アポトーシスのスクリーニングにおいて、ミトコンドリア膜電位はMitoTracker Orangeを使用すると評価できます。ミトコンドリアの代謝に影響を与え、腫瘍細胞の成長を阻害する薬を別途評価しました。この評価にはAnitimycin A(アンチマイシン A)を使用しました。Anitimycin Aにはミトコンドリアの膜電位をかく乱する作用があります。Anitimycin A添加4時間後、スフェロイド内の正常なミトコンドリアはMitoTrackerOrangeの蛍光により検出可能でした。MitoTrackerがスフェロイドの中心にまで完全に浸透しない、もしくはスフェロイドに正常なミトコンドリアが存在しない場合、ミトコンドリア由来の蛍光画像は得られませんでした(図5)。
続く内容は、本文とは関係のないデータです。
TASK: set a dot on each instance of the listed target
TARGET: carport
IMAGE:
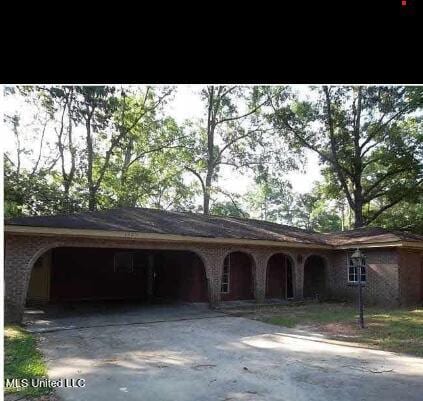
(78, 274)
図5:Antimycin Aのミトコンドリアに対する毒性
(上図)スフェロイドにAntimycin Aを添加してHoechst(青色)とMitoTracker(オレンジ色)で染色し、重ね合わせた画像。Antimycin Aの濃度を122.67-200nMに変化させた。
(下図)スフェロイドの中でミトコンドリアの平均シグナル強度をプロットし、抗ガン剤の影響を確認した。
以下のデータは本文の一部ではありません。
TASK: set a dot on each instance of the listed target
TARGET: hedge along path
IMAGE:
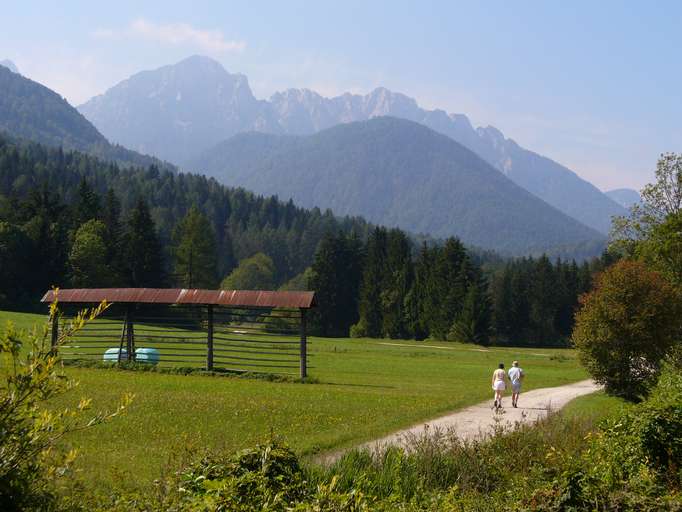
(479, 420)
マイクロプレート内のスフェロイドの3D画像を迅速にスクリーニング

ほぼ均一な大きさでヒトのガン細胞スフェロイドを形成し、自動化されたハイスループット・ハイコンテントイメージングでそれらのスクリーニングを行うことは、抗ガン剤候補の化合物に対する、より現実に即した試験を可能にします。ImageXpress MicroHigh-Content Confocal Imageing SystemとMetaXpress Image Analysis Softwareを利用すると、次のことが可能になります。

  • 迅速な画像取得
  • マイクロプレートで形成したスフェロイドに抗ガン剤を添加して、アポトーシスやミトコンドリア毒性の3Dモニタリングおよび解析

 

 

スフェロイドのスクリーニングアッセイの詳細なパラメーターに関しましては、次の論文をご参照ください。
Sirenko, O. et al., High-Content Assays forCharacterizing the Viability and Morphology of3D Cancer Spheroid Cultures. Assay and DrugDevelopment Technologies, 2015 In Press.